- Grupa niemieckich ekspertów ds. ekonomii i prawa została zatrudniona przez północnokoreański reżim do przygotowania gospodarczego "otwarcia" kraju - twierdzi niemiecki dziennik "Frankfurter Allgemeine Zeitung". Młody dyktator Kim Dzong Un ma chcieć przyciągnąć do swojego biednego kraju inwestorów zagranicznych.
Gdyby doniesienia gazety były prawdziwe i Korea Północna rzeczywiście szykowała się do otworzenia na światowy kapitał, byłaby to rewolucja w sytuacji na Półwyspie Koreańskim. Rzeczone otwarcie wrót przed zewnętrznymi firmami ma nastąpić jeszcze w tym roku.
Otwarcie Korei na dolary?
- Taki jest plan generalny. To ma się stać jeszcze w 2013 roku - miał powiedzieć "FAZ" anonimowy niemiecki ekonomista. Gazeta zaznacza, że jej rozmówca pracuje na "szanowanym" uniwersytecie w Niemczech i doradzał innym krajom azjatyckim w podobnym "otwarciu" się na świat.
Ekonomista miał powiedzieć, iż reżim chce głównie unowocześnić swoje prawo w zakresie inwestycji zagranicznych. Korea Północna ma nie być zainteresowana modelem chińskim, gdzie utworzono specjalne strefy gospodarcze, których mogły otwierać swoje interesy firmy zagraniczne. Wzorcowym modelem ma być "otwarcie" wietnamskie, czyli takie, gdzie obcy kapitał może wchodzić w współpracę z wskazanymi przez władze firmami państwowymi.
Niezależnie od tego, że modernizacja ma być ściśle reglamentowana, i tak ma napotykać istotny opór w północnokoreańskich władzach. - Wojskowi nie będą chcieli oddać władzy - miał powiedzieć "FAZ" ekonomista. Establishment wojskowy ma mieć jednak silną opozycję w sporej grupie najwyższych urzędników, którzy chcą otworzyć kraj na inwestycje z Japonii, Korei Północnej i Zachodu.
Poważne zapowiedzi?
Korea Północna już raz próbowała się "otwierać". W pierwszej połowie pierwszej dekady XXI wieku wzajemnie relacje obu Korei uległy wyjątkowemu ociepleniu, głównie za sprawą "Słonecznej Polityki" prezydenta Kim Dae-junga. W jej ramach utworzono małe strefy gospodarcze przy granicy obu państw, gdzie firmy z Korei Południowej mogły inwestować. Korea Północna w zamian oferowała tanią siłę roboczą i nietknięty rynek zbytu.

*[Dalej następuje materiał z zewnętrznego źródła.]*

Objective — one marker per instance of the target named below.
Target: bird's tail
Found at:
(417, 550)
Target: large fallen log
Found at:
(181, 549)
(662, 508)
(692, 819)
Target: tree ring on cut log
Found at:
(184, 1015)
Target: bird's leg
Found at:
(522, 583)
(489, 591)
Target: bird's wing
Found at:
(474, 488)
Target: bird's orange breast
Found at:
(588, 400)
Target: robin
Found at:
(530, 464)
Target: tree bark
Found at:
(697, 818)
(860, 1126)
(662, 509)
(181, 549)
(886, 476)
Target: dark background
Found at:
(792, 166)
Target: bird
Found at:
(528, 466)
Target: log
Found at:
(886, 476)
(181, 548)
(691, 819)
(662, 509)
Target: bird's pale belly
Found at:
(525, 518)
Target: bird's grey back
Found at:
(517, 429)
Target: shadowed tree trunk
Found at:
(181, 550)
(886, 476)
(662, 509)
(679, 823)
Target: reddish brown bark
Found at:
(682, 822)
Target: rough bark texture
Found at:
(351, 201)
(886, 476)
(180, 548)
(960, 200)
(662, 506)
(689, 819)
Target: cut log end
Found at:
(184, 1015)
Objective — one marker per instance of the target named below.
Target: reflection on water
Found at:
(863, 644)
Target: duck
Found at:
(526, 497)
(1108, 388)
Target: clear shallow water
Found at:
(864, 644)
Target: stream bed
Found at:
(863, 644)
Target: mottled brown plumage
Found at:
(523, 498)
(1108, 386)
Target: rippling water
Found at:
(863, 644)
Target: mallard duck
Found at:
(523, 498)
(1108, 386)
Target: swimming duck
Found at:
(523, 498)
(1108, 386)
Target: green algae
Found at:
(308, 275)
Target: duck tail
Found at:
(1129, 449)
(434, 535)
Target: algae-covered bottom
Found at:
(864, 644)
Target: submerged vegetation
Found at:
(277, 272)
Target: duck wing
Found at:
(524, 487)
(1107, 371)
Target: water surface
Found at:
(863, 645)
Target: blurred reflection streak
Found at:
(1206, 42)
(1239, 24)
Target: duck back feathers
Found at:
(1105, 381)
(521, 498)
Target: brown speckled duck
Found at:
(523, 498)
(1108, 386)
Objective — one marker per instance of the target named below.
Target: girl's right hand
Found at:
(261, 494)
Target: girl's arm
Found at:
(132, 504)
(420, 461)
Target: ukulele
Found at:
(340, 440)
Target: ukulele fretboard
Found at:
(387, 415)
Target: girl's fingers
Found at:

Ocieplenie zamieniło się jednak w epokę lodowcową po testach jądrowych i rakietowych Korei Północnej. Ostateczny koniec "Słonecznej Polityki" to koniec prezydentury Kim Dae-junga w 2008 roku. Współpraca gospodarcza została praktycznie zamrożona.
Młody dyktator Kim Dzong Un wysyła jednak pewne sygnały, że może chcieć w kontrolowany sposób modernizować kraj. Podczas noworocznego wystąpienia, które samo w sobie było niecodziennym wydarzeniem, bowiem jego ojciec Kim Dzong Il nigdy tego nie robił, przywódca zapowiedział "odnowę" gospodarczą. Komentatorzy przestrzegają jednak, aby nie traktować słów dyktatora zbyt entuzjastycznie, bowiem "odnowa" w słowniku władz Korei Północnej nie jest tym samym co na Zachodzie.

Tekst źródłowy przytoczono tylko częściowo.